Les fondamentaux économiques et démographiques restent solides : croissance démographique rapide, urbanisation continue, renforcement de la classe moyenne et potentiel touristique élevé (Salar de Uyuni, Amazonie, villes coloniales). Les projections de croissance du PIB (3,5 à 4,2 % par an) et la stabilité du boliviano face au dollar soutiennent une tendance haussière des prix immobiliers.
De l’autre, la pression sur les terres urbaines, l’intensification des débats environnementaux et sociaux autour de l’usage du foncier, ainsi que l’émergence probable de règlements plus stricts sur les locations de courte durée dans certaines zones sensibles, vont exiger davantage de professionnalisme de la part des propriétaires‑investisseurs. Les montages via sociétés locales, la conformité fiscale, les contrats de location soigneusement rédigés et notariés, la mise en place de gestions déléguées professionnelles deviendront des standards plutôt que des options.
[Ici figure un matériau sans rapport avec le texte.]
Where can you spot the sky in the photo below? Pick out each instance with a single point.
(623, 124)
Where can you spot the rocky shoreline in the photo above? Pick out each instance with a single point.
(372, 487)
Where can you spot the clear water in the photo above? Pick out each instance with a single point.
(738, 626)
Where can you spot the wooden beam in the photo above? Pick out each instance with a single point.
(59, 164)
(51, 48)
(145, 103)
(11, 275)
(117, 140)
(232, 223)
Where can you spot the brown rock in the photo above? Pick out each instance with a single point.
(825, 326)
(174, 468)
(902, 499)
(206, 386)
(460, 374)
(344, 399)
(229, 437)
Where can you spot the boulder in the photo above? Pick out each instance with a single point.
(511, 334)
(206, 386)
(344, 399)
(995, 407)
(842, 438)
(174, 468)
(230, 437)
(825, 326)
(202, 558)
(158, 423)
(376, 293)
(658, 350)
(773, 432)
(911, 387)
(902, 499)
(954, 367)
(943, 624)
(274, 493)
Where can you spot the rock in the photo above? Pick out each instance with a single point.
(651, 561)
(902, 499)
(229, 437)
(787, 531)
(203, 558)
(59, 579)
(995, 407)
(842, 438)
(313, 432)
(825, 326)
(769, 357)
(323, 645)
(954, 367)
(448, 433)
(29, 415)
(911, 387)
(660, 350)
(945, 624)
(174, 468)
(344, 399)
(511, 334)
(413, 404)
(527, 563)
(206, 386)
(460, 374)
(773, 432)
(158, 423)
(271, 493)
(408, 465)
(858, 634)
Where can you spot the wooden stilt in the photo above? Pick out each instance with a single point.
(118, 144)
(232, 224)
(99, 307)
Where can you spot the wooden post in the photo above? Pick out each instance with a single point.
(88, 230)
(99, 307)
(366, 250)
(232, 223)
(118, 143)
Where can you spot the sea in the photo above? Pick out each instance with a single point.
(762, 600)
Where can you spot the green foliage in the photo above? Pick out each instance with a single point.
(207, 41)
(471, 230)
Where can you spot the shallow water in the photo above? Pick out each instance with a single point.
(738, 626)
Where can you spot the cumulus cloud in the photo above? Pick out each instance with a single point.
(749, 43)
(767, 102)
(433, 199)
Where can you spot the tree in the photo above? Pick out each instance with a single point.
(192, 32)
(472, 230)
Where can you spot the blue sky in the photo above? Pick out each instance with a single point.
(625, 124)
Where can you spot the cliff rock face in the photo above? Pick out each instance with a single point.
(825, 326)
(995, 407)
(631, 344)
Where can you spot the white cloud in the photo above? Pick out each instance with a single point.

Le marché immobilier bolivien, encore jeune, offre des opportunités de progression. Une stratégie d’investissement réussie doit être patiente, solidement établie sur le plan juridique et bien informée des spécificités locales. Cela peut transformer une propriété en un actif patrimonial durable dans un pays en transition, au-delà de sa simple fonction de lieu de vacances.
Un chef d’entreprise français d’environ 50 ans, avec un patrimoine financier déjà bien structuré en Europe, souhaitait diversifier une partie de son capital dans l’immobilier résidentiel en Bolivie pour chercher du rendement locatif et une exposition au boliviano. Budget alloué : 400 000 à 600 000 dollars, sans recours au crédit.
Après analyse de plusieurs marchés (La Paz, Cochabamba, Santa Cruz de la Sierra), la stratégie retenue a consisté à cibler un immeuble résidentiel ou un ensemble d’appartements dans un quartier en développement de Santa Cruz, combinant un rendement locatif brut cible de 10 % – plus le rendement est grand, plus le risque est important – et un potentiel de valorisation à moyen terme, avec un ticket global (acquisition + frais + travaux légers) d’environ 500 000 dollars. La mission a inclus : sélection du marché et du quartier, mise en relation et prise en charge par un réseau local (agent immobilier, avocat, fiscaliste), choix de la structure la plus adaptée (propriété directe ou via société locale) et définition d’un plan de diversification dans le temps.